Tuesday, June 27, 2017

Blockchain and Byzantium

Establishing authenticity - "single sources of truth" is a really important concept in the real world and in the world of computing.  From title deeds, to contracts, to laws and currencies, we have evolved ways of establishing single sources of truth over many centuries of trial and error.

Knowingly or not, many of the ways of solving the problem rely on the properties of physical objects: clay tablets (Code of Hammurabi), Bronze Plates (The Twelve Tables of Rome), Goat Skin (Celtic Brehon Laws). Typically, this physicality is mixed in with a bit of trust. Trust in institutions. Trust in tamper evidence. Trust in probabilities.

Taken together: the physical scheme aspect, plus the trust aspect, allows the establishment of consensus.
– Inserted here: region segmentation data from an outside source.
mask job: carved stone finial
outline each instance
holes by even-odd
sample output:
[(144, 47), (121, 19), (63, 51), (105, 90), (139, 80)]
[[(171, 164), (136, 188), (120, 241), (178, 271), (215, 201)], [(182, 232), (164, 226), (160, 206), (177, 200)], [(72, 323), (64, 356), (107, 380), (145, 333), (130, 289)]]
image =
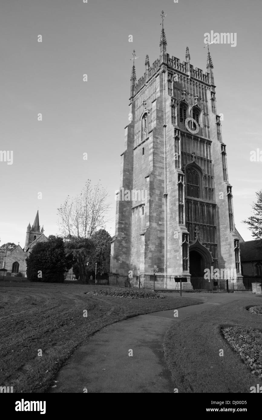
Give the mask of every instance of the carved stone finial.
[(194, 96), (194, 99), (195, 100), (195, 103), (194, 105), (198, 105), (198, 99), (199, 99), (199, 97), (198, 95), (195, 95)]
[(198, 237), (198, 233), (199, 231), (199, 229), (198, 229), (198, 226), (196, 227), (196, 229), (195, 229), (195, 233), (196, 234), (196, 236), (195, 238), (196, 239), (197, 239)]

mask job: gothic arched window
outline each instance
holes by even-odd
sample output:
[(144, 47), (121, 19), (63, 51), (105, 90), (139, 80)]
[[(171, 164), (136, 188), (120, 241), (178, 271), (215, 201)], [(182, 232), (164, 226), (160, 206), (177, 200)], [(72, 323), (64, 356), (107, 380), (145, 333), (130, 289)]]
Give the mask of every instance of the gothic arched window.
[(193, 168), (186, 170), (186, 194), (189, 197), (200, 198), (200, 181), (198, 172)]
[(141, 124), (141, 141), (144, 140), (147, 136), (147, 114), (144, 114), (142, 118)]
[(200, 112), (197, 108), (193, 108), (192, 110), (193, 119), (195, 120), (198, 125), (200, 125)]
[(18, 262), (17, 261), (15, 261), (14, 262), (13, 262), (12, 266), (12, 272), (18, 273), (19, 271), (19, 262)]
[(262, 277), (262, 262), (258, 262), (256, 264), (257, 269), (257, 276)]
[(186, 119), (186, 114), (188, 108), (185, 104), (181, 103), (179, 107), (179, 115), (180, 116), (180, 123), (184, 123)]

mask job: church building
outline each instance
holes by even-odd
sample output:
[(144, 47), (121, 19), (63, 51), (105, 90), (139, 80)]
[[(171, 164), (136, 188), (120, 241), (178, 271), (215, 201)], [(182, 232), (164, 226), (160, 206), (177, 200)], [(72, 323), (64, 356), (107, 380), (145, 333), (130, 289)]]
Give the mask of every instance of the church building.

It is consensus, at the end of the day, that makes all this stuff work in the world of human affairs. Simply put, if enough of us behave as though X is the authentic deed/deposition/derogation/dollar then X is, ipso facto, for all practical purposes, the real deal.

In the world of digital data, consensus is really tricky because trust becomes really tricky. Take away the physicality of objects and establishing trust in the truth/authenticity of digital objects is hard.

Some folk say that blockchain is slow and inefficient and they are right - if you are comparing it to today's consensus as to what a "database" is.

Blockchain is the way it is because it is trying to solve the trust problem. A big part of that is what is called Byzantine Consensus. Basically how to establish consensus when all sorts of things can go wrong, ranging from honest errors to sabotage attempts.

The problem is hard and also very interesting and important in my opinion. Unfortunately today, many folks see the word "database" associated with blockchain and all they see is the incredible inefficiency and cost per "transaction" compared to, say, a relational database with ACID properties.

Yes, blockchain is a truly dreadful "database" - if your metric for evaluation is the same as the use cases for relational databases.

Blockchain is not designed to be one of those. Blockchain is the way it is because byzantine consensus is hard. Is it perfect? Of course not but a proper evaluation of it requires looking at the problems it is trying to solve. Doing so, requires getting past common associations most people carry around in their heads about what a "database" is and how it should behave/perform.

Given the unfortunate fact that the word "database" has become somewhat synonymous with the term "relational database", I find it amusing that Blockchain has itself become a byzantine consensus problem. Namely, establishing consensus about what words like  "database" and "transaction" and "trust" really mean.